Background:  Mutations conferring resistance to ART compounds carry a selection advantage for HIV. To investigate whether drug escape is also associated with either immune escape or de novo immune responses, we investigated CD8⁺ effector T cells reactive against either wild type or NRTI- or NNRTI-resistant HIV mutants.

Methods:  In 5 HIV-infected subjects selected from the Hamburg cohort according to HLA-A2 positivity and development of RT resistance mutations during HAART, plasma virus was genotyped at different time-points (T1 and T2). Subject 1 had an identical mutational pattern at both time-points, whereas in subjects 2 through 5, new RT mutations arose at T2. Subjects 4 and 5 were ART-naive at T1 and had wild type virus. Mutation peptides (RT AA substitutions M41L, Y181C, M184V, M184I, or L210W), as well as their corresponding wt peptides were selected according to high affinity score predictions based on the individual HLA class I haplotype, using 2 prediction algorithms (SYFPEITHI, BIMAS). Optimal HIV-1 peptides and mutation/wild type peptides with low affinity scores served as positive/negative controls. For subjects 3 to 5 wild type and mutation peptides were also synthesized according to the autologous RT sequence. CD8⁺ T cell responses were determined by interferon-g (IFN-g) ELISpot.

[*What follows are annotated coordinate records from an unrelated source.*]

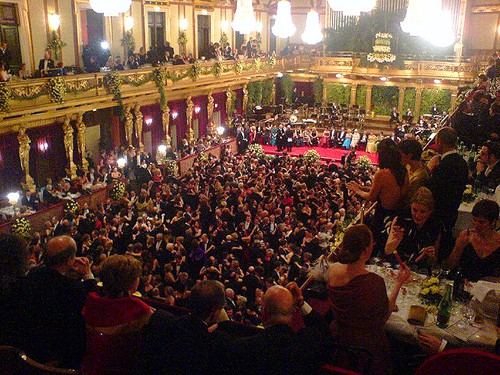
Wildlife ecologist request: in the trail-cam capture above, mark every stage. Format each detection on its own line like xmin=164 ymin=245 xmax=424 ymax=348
xmin=262 ymin=145 xmax=378 ymax=164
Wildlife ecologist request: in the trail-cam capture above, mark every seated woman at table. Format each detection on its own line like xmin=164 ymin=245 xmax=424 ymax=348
xmin=385 ymin=187 xmax=443 ymax=268
xmin=328 ymin=224 xmax=410 ymax=374
xmin=448 ymin=199 xmax=500 ymax=281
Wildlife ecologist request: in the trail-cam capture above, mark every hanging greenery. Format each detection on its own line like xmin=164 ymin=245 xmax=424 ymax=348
xmin=281 ymin=74 xmax=295 ymax=104
xmin=372 ymin=86 xmax=399 ymax=116
xmin=153 ymin=68 xmax=167 ymax=111
xmin=326 ymin=83 xmax=351 ymax=104
xmin=46 ymin=30 xmax=66 ymax=60
xmin=47 ymin=77 xmax=66 ymax=104
xmin=313 ymin=77 xmax=323 ymax=103
xmin=419 ymin=89 xmax=451 ymax=115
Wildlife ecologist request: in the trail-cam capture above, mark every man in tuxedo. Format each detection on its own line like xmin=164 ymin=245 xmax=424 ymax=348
xmin=20 ymin=236 xmax=96 ymax=368
xmin=38 ymin=50 xmax=56 ymax=77
xmin=230 ymin=283 xmax=329 ymax=375
xmin=429 ymin=127 xmax=469 ymax=256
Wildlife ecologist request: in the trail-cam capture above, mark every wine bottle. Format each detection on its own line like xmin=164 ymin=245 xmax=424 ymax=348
xmin=436 ymin=284 xmax=451 ymax=328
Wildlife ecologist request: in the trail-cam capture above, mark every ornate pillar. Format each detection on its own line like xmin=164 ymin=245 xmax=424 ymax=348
xmin=413 ymin=87 xmax=422 ymax=119
xmin=350 ymin=83 xmax=358 ymax=105
xmin=134 ymin=104 xmax=144 ymax=151
xmin=76 ymin=113 xmax=89 ymax=173
xmin=366 ymin=85 xmax=373 ymax=111
xmin=186 ymin=95 xmax=194 ymax=143
xmin=124 ymin=106 xmax=134 ymax=147
xmin=207 ymin=91 xmax=215 ymax=135
xmin=17 ymin=127 xmax=35 ymax=191
xmin=161 ymin=105 xmax=172 ymax=146
xmin=63 ymin=116 xmax=76 ymax=179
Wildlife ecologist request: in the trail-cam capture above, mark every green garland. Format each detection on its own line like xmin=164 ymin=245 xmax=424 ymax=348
xmin=0 ymin=83 xmax=12 ymax=112
xmin=47 ymin=77 xmax=66 ymax=104
xmin=152 ymin=68 xmax=167 ymax=111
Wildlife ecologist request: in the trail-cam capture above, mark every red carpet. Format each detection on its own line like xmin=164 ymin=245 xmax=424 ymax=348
xmin=262 ymin=145 xmax=378 ymax=164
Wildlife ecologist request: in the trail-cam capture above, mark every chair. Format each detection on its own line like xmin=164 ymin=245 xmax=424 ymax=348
xmin=415 ymin=349 xmax=500 ymax=375
xmin=0 ymin=346 xmax=78 ymax=375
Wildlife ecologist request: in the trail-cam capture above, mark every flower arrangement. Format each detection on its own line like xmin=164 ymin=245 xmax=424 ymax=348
xmin=356 ymin=155 xmax=372 ymax=171
xmin=47 ymin=77 xmax=67 ymax=104
xmin=418 ymin=277 xmax=444 ymax=309
xmin=462 ymin=185 xmax=476 ymax=203
xmin=247 ymin=143 xmax=265 ymax=159
xmin=11 ymin=217 xmax=31 ymax=240
xmin=64 ymin=199 xmax=79 ymax=217
xmin=109 ymin=181 xmax=126 ymax=202
xmin=0 ymin=83 xmax=12 ymax=112
xmin=304 ymin=150 xmax=321 ymax=164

Results:  Clear responses against wild type and mutation peptides were detected in subjects 3 to 5, mostly directed against peptides containing M41L, M184V and I, and the corresponding wild type. De novo responses against the M41L mutation clearly emerged in subjects 3 and 4, both of whom had developed the M41L mutation at T2. They responded to 5 of 5 or 3 of 5 mutation peptides at T2, respectively, in contrast to only 1 of 5 or no mutation peptides at T1. Both subjects also recognized the wild type at T2, albeit at lower amplitudes, with a response to the wild type at baseline (T1) in subject 3 only. Responses to the M184V occurred together with those against M184I and wild type. Subject 4 responded to all 3 peptides at both time-points, independent of the actual presence of the M184V mutation, whereas subject 5 had no response at baseline, but at T2, when the mutation was actually present.

Conclusions:  Emergence of drug resistance mutations can lead to enhancement of cytotoxic T lymphocyte recognition. Clearly, in subjects acquiring the M41L mutation, new responses directed against this mutation occur. After emergence of M184V, new responses against this mutation can be detected as well. Their occurrence in conjunction with responses against M184I and wild type suggests epitope-sharing.